Dynamic Programming or Direct Comparison?
Speaker:Prof. Xi-Ren Cao
Chair Professor, Dept. of Electrical and Computer Engineering
Hong Kong University of Science and Technology
Date & Time:05 Oct 2009 (Monday) 16:00 - 17:30
Venue:L105

Abstract

The standard approach to control and optimization of stochastic systems is based on dynamic programming. This approach works backward in time and it treats the infinite-horizon problems as the limiting case with the backward time going to infinity. Optimality equations are first derived and then it is proved that the solutions to the optimality equations indeed lead to optimal policies. When the value functions are not differentiable, the concept of viscosity solutions is introduced.

A sensitivity-based approach has been developed recently to stochastic learning and optimization. The approach was first developed for discrete event dynamic systems and is being extended to continuous-time and continuous state systems. The basic idea is: fundamentally, one can only compare the performance of two policies at a time; and therefore, when developing optimization theories and methodologies, one has to first study the difference of the performance of any two polices. It turns out that many results in optimization can be obtained by a direct comparison of the performance of any two policies based on this performance difference formula. We found that this “direct comparison” method is essential for optimization.

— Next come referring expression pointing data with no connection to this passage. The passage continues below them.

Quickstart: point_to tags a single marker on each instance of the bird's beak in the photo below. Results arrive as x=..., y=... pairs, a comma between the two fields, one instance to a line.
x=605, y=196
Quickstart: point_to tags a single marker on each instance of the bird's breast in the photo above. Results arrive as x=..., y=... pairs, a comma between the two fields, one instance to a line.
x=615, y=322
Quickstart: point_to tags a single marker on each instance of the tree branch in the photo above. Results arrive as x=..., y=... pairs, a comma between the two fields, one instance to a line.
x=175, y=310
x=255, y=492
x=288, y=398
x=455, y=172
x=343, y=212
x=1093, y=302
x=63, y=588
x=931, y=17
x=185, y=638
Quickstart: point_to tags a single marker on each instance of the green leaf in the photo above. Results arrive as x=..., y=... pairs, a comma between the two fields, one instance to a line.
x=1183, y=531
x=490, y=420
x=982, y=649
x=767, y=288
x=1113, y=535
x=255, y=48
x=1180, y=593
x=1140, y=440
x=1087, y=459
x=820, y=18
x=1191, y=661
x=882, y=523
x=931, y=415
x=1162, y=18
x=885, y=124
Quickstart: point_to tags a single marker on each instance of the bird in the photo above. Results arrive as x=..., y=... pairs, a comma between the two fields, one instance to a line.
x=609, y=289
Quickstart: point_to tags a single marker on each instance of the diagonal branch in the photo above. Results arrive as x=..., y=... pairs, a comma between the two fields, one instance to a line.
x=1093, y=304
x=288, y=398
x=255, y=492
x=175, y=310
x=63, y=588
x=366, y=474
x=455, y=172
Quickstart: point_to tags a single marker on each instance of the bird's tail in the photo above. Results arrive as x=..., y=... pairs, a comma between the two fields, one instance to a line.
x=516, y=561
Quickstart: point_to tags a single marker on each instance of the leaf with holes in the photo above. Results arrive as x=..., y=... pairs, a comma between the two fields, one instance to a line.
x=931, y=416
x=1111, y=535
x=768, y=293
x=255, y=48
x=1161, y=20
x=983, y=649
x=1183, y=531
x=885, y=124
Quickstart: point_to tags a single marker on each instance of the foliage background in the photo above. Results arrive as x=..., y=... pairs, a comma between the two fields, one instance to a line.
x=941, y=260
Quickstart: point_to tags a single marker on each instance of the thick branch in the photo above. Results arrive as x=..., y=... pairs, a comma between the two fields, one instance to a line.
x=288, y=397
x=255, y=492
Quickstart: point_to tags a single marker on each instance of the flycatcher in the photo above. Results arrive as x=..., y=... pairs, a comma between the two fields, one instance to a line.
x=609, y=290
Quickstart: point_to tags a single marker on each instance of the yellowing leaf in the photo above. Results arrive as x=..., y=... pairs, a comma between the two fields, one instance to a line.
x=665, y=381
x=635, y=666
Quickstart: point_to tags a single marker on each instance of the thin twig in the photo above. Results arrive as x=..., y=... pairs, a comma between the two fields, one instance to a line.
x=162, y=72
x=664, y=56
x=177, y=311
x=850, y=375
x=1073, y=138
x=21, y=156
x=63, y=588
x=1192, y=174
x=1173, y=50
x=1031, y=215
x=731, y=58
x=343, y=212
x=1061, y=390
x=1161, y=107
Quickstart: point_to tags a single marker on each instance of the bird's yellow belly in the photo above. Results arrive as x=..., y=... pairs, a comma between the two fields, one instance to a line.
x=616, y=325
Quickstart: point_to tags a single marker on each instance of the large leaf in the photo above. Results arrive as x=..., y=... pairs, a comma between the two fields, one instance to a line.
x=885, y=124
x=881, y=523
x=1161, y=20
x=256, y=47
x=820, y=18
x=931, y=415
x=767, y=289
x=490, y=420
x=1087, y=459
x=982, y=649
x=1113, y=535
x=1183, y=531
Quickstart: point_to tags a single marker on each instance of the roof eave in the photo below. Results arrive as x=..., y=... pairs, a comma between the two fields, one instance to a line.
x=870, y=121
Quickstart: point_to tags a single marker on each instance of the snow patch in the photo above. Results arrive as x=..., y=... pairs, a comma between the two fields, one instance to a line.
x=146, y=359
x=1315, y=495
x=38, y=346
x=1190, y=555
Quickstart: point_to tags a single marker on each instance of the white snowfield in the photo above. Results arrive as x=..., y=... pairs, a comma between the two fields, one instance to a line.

This approach has some advantages over the dynamic programming approach: It is intuitive clear because it is based on a direct comparison of any two policies. Thus, it is easy to verify that the solution to the optimality equation is indeed optimal; viscosity solution is not needed. This approach applies in the same way to different performance criteria, including finite and infinite-horizon problems. Furthermore, the approach brings some new insights that leads to new methods and results in control and optimization, including the event-based optimization and gradient-based learning.